Thanks to grant support from the Chicago-based Reva and David Logan Foundation, in 2018 we amassed a stockpile of information and lessons about projects and approaches we pursued as a burgeoning media nonprofit. The resulting BINJ-in-a-Box is a perpetually updated portal designed to document our progress for others to follow and refit for the demographics they’re serving. It’s all in there—from our pitch decks, to suggestions about how to form a team, to a list of journalism grants. (If there’s something you want us to add, please email us at firstname.lastname@example.org.)
Last week, some of us flew out to Colorado for this year’s convening of the Association of Alternative Media (AAN), a trade association of more than 100 publications in the US and Canada including DigBoston in Mass. We have been speaking to editors, reporters, and publishers at AAN conferences since 2016, giving tips and free consulting to those who want to start journalism nonprofits and pursue ambitious collaborative projects in their own cities.

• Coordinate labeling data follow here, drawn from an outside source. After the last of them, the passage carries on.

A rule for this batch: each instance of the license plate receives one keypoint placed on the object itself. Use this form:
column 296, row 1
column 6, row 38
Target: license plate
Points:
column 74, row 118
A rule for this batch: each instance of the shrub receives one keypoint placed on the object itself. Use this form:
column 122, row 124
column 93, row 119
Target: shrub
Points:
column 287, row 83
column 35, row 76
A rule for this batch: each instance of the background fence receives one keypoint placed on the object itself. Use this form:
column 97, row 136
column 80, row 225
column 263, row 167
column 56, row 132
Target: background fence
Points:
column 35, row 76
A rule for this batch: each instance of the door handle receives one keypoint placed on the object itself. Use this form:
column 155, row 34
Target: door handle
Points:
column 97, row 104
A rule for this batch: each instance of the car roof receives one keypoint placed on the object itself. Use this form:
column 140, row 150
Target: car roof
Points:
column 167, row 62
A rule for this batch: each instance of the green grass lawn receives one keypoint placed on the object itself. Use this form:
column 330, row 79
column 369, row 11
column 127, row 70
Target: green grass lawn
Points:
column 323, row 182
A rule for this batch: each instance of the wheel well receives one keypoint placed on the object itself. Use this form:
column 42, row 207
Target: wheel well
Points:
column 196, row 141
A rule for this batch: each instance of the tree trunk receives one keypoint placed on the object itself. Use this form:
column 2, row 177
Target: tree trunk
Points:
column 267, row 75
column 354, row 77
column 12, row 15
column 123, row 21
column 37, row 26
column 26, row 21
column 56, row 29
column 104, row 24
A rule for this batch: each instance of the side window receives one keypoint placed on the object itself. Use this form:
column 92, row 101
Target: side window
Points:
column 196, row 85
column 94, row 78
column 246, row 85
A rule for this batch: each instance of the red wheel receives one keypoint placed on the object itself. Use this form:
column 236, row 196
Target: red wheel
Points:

We are happy to say that nonprofits have since popped up in Santa Fe (New Mexico Fund for Public Interest Journalism), Baltimore (BINJ Baltimore), Little Rock (Arkansas Nonprofit News Network), and Salt Lake City (Press Backers), with efforts also underway in Pittsburgh among other places. We hope to soon apply for joint grant funding with some of our friends at these startups, but for now we are all on our own, trading ideas and applying strategies in our respective markets. As historian David Armstrong wrote in his 1981 history of alternative American media, A Trumpet to Arms:
When one underground enterprise succeeded, all the others were strengthened. . . . This did not only benefit activists. The public benefited, too, from the much greater availability of new visions and values, which broadened the political, cultural, and spiritual options of millions. . . . Without [the alternative press], the counterculture and the New Left would not have taken root and flourished.